Below is the displacement-time graph of the body with the different points marked:

(a) As we know,

(i) At t = 0 to 5 s

Velocity = Slope of straight line OA

$\text {Velocity} = \dfrac {\text {AE}}{\text {OE}} = \dfrac {3 - 0 \text {m}}{5 - 0 \text {s}} \\[0.5em] \Rightarrow \text {Velocity} = \dfrac {3 \text {m}}{5 \text {s}} \\[0.5em] \Rightarrow \text {Velocity} = 0.6 {\text {ms}}^{-1} \\[0.5em]$

Hence, velocity at t = 0 to 5 s = 0.6 m s^-1

(ii) At t = 5 to 7 s

In this part we observe that there is no change in Y axis, (i.e. displacement is zero so the body is stationary).

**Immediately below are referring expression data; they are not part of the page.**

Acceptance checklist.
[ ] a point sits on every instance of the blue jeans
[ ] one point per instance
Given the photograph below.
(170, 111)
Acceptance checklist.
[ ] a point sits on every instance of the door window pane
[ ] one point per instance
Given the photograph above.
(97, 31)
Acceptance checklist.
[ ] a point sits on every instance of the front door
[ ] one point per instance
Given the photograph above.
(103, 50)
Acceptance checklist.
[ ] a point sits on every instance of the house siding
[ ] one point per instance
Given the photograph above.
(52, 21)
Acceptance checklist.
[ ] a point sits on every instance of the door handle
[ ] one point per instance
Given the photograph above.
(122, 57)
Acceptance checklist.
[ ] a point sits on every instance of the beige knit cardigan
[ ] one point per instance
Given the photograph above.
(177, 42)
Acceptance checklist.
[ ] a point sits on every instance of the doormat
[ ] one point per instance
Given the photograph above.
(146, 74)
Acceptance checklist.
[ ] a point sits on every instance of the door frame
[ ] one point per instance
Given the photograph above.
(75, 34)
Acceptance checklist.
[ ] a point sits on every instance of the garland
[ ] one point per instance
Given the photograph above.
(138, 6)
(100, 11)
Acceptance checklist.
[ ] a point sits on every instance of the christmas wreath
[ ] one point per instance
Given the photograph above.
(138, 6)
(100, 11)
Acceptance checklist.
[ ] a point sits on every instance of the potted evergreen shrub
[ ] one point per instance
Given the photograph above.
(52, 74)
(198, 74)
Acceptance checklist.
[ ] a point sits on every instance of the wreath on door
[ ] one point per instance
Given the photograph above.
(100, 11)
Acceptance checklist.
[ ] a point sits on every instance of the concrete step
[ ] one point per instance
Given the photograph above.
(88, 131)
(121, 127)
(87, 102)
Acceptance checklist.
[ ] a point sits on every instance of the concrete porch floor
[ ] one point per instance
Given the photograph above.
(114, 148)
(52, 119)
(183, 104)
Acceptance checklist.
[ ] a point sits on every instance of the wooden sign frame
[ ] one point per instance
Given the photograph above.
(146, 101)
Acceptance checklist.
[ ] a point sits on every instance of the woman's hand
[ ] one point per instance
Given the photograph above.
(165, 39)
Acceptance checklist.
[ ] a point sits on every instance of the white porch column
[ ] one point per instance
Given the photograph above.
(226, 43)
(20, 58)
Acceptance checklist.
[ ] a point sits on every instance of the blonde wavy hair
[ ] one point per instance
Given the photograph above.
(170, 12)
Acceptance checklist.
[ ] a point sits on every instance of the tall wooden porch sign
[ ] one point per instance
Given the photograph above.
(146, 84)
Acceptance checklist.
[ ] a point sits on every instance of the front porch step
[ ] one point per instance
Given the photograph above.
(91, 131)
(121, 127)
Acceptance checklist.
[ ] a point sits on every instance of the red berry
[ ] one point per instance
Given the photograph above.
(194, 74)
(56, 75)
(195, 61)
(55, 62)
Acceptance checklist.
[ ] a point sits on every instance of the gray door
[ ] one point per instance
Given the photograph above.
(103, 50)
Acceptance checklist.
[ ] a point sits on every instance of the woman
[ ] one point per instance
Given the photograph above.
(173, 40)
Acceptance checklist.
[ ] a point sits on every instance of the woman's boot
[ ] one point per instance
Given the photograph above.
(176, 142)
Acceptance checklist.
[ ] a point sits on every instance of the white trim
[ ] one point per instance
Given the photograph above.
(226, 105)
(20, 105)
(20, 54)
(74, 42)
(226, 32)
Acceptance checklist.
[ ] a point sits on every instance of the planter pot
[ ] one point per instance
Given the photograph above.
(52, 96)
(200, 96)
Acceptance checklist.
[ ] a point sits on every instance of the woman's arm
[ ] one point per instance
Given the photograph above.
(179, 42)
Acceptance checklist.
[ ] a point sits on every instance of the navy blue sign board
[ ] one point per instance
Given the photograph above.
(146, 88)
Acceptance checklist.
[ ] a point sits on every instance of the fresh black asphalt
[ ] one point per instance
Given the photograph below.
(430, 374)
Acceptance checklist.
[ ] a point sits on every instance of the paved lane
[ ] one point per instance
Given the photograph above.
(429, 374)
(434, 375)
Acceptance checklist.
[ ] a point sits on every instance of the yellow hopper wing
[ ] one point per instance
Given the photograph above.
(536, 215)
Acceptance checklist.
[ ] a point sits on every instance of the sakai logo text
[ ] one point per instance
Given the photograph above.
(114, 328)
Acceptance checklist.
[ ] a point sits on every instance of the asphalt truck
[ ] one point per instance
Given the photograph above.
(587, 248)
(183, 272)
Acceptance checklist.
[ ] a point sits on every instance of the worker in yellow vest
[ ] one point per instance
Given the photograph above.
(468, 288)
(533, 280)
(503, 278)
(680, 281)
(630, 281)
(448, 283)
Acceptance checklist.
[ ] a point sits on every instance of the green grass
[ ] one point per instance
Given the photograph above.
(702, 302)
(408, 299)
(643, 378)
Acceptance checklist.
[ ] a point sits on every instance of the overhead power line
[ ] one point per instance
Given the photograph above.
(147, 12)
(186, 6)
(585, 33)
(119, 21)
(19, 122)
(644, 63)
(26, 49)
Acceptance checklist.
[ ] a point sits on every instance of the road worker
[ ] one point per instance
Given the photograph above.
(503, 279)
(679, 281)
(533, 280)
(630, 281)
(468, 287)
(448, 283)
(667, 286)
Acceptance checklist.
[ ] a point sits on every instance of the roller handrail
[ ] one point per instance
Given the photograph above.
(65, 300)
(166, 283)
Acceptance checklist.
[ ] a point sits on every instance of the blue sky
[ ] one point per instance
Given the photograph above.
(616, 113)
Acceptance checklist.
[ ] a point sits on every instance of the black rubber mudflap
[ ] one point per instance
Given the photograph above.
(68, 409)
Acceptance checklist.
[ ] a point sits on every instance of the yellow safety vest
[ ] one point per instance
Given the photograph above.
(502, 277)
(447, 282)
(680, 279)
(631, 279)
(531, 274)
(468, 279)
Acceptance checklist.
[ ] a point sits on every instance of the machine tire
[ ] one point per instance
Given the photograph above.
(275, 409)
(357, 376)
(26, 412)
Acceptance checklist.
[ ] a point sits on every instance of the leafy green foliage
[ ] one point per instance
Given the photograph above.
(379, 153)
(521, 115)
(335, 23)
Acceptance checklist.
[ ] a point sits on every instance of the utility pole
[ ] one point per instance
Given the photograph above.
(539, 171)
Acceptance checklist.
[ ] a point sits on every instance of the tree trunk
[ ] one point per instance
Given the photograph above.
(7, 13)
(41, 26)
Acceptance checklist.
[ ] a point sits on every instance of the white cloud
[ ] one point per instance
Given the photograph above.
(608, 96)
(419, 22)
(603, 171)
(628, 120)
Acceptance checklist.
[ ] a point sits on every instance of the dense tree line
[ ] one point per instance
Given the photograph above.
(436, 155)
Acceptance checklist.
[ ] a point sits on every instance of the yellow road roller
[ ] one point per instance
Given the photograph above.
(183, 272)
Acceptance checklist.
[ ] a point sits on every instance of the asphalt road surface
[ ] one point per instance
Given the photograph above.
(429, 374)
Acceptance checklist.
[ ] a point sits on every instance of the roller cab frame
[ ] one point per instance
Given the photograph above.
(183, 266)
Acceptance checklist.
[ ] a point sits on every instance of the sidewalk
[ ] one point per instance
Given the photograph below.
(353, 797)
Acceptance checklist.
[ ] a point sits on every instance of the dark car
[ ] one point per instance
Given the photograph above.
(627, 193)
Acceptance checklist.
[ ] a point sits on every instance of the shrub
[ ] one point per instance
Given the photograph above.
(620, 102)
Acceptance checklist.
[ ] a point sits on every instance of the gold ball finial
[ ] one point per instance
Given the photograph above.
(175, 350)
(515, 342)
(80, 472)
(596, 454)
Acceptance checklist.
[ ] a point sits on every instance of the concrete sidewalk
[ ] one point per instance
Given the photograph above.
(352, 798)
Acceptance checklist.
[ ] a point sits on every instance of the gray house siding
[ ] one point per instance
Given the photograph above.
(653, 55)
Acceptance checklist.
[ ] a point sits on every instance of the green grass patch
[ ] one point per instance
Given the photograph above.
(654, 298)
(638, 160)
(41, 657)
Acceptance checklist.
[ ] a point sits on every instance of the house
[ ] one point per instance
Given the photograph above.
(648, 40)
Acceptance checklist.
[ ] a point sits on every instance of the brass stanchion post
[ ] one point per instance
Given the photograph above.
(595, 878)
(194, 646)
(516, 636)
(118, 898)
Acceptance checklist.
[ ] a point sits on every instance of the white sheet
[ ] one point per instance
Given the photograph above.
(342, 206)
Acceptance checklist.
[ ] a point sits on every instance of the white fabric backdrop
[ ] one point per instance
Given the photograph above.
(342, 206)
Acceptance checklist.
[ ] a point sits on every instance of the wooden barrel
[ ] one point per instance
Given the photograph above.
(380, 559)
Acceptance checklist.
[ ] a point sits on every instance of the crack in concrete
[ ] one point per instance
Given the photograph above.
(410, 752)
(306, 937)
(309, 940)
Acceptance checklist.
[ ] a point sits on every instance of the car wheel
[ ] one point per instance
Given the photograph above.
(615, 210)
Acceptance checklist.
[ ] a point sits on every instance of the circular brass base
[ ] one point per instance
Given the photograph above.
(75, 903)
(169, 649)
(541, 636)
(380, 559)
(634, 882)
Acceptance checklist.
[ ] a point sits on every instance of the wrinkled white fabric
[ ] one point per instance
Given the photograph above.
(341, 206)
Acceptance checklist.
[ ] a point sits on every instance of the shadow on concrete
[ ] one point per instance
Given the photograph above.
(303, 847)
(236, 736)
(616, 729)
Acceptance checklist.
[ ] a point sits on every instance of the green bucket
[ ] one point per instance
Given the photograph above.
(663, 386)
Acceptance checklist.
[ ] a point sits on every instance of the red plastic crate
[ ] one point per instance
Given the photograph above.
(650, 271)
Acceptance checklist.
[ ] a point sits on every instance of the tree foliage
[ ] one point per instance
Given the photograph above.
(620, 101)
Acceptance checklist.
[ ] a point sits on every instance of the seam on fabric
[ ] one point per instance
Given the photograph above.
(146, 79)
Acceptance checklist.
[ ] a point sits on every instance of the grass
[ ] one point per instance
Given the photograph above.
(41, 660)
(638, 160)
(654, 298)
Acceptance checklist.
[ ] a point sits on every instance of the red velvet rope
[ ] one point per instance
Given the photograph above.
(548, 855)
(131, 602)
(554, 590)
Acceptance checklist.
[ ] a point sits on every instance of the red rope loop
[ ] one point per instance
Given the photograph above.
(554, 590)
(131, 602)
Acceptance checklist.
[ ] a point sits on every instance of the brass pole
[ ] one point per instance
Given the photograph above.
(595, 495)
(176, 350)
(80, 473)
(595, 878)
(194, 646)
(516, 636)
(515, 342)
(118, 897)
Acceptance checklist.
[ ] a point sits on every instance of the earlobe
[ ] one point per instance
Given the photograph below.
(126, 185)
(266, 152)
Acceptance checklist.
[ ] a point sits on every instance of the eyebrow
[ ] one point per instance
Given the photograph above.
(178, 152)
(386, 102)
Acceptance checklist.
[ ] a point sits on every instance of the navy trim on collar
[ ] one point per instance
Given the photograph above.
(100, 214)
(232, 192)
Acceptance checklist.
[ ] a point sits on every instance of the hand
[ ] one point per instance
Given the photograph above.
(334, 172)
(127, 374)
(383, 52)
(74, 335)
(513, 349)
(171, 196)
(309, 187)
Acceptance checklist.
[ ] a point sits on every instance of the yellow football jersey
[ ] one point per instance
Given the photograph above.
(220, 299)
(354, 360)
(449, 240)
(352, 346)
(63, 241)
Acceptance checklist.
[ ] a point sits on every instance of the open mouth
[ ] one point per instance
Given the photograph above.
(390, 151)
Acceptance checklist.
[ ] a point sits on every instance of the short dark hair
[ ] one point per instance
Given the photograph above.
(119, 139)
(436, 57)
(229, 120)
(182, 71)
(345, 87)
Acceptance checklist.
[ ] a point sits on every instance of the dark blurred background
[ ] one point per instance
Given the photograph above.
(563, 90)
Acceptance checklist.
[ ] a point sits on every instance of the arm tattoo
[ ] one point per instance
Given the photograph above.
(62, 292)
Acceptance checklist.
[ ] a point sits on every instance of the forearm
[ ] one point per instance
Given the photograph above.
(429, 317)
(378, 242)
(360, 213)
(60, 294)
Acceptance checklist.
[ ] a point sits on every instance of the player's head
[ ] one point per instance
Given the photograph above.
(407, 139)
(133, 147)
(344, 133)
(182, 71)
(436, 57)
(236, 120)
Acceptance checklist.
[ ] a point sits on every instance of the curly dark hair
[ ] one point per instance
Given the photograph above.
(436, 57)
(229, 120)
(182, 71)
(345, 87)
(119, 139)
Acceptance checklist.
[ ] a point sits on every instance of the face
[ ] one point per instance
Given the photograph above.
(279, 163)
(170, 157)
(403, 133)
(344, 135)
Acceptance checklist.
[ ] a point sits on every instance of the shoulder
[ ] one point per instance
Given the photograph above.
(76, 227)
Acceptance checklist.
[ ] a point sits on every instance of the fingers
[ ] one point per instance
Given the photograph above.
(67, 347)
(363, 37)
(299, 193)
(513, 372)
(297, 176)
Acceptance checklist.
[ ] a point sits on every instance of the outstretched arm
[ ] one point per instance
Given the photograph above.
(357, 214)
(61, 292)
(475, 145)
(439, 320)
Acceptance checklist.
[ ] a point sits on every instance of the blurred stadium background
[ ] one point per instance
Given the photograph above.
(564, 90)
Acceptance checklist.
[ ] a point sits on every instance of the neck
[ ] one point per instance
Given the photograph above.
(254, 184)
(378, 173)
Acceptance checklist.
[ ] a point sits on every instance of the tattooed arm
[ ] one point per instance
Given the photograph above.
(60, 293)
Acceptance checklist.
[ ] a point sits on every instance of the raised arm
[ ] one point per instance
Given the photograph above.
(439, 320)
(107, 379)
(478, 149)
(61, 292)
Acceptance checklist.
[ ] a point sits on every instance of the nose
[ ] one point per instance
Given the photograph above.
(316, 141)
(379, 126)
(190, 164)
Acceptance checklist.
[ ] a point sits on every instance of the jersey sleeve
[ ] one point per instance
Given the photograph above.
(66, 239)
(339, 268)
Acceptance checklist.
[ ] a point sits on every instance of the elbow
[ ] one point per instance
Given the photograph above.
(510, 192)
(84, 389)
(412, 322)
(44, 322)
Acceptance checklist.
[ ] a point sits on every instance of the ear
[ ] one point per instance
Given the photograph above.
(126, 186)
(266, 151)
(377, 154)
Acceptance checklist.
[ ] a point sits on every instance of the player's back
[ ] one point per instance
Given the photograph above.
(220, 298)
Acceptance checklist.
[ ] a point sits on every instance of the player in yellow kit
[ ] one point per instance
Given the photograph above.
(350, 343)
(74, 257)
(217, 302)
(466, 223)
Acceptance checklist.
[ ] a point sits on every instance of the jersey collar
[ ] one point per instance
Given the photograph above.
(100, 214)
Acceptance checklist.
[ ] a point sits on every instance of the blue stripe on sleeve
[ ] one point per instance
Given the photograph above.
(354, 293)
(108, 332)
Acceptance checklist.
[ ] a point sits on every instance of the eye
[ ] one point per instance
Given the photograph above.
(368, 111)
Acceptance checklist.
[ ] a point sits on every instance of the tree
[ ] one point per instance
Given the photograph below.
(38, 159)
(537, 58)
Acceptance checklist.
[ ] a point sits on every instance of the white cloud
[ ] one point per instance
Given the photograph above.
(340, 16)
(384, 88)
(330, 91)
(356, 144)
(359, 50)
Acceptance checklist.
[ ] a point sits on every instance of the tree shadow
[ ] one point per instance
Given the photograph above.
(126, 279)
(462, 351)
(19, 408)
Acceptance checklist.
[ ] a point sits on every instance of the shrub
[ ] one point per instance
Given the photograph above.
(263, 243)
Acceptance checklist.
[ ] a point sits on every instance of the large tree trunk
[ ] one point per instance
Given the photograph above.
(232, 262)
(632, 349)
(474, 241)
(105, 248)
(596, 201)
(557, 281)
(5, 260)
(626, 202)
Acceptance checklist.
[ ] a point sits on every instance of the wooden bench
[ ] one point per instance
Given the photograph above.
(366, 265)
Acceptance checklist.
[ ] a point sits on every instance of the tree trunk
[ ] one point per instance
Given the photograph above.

Hence, velocity at t = 5 to 7 s = 0 m s^-1

(iii) At t = 7 s to 9 s

Velocity = Slope of straight line BC

$\text {Velocity} = \dfrac {\text {CD}}{\text {BD}} = \dfrac {7 - 3 \text {m}}{9 - 7 \text {s}} \\[0.5em] \Rightarrow \text {Velocity} = \dfrac {4 \text {m}}{2 \text {s}} \\[0.5em] \Rightarrow \text {Velocity} = 2 {\text {ms}}^{-1} \\[0.5em]$

Hence, velocity at t = 7 s to 9 s = 2 m s^-1

(b) As we know,

$\text {Avg. velocity} = \dfrac {\text {Total distance}}{\text {Total time}} \\[0.5em]$

Substituting the values from the graph we get,

$\text {Avg. velocity} = \dfrac {7 - 3 \text {m}}{9 - 5\text {s}} \\[0.5em] \text {Avg. velocity} = \dfrac {4 \text {m}}{4\text {s}} \\[0.5em] \Rightarrow \text {Avg. velocity} = 1\text {ms} ^ {-1} \\[0.5em]$

Hence, average velocity of the car is 1 ms^-1.